Note: For `XAITTSService`, changing voice or language settings reconnects the WebSocket with updated query parameters.

## Notes

* **Service choice**:
  * Use `XAITTSService` (WebSocket) for lower latency streaming synthesis where audio begins playing before the full utterance finishes.
  * Use `XAIHttpTTSService` (HTTP) for simpler batch synthesis or when WebSocket connections are not available.
* **Default audio format**: Both services default to raw PCM output, which matches Pipecat's downstream expectations without extra decoding.
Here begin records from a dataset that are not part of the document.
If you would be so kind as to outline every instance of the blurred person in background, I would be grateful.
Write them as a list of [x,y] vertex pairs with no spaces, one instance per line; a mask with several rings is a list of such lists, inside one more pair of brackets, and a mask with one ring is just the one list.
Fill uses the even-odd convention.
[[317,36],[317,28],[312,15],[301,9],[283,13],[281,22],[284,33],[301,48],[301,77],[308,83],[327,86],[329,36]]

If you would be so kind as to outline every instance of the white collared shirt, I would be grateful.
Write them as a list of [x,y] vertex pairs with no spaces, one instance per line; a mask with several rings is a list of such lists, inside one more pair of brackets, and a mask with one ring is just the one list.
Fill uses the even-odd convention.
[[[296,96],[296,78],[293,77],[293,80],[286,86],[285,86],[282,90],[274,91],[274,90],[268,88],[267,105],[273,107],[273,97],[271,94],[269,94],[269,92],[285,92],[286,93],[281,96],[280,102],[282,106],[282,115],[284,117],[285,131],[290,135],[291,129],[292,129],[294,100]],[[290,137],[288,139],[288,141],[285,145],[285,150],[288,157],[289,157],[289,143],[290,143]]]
* **Encoding/codec options**: When using non-PCM formats (`mp3`, `wav`, `mulaw`, `alaw`), ensure your audio pipeline can handle the selected format.
* **Session management**:
  * `XAIHttpTTSService`: If you don't provide an `aiohttp_session`, the service creates and manages its own session lifecycle automatically.
  * `XAITTSService`: WebSocket connection is managed automatically; settings changes that affect URL parameters (voice, language) trigger a reconnection.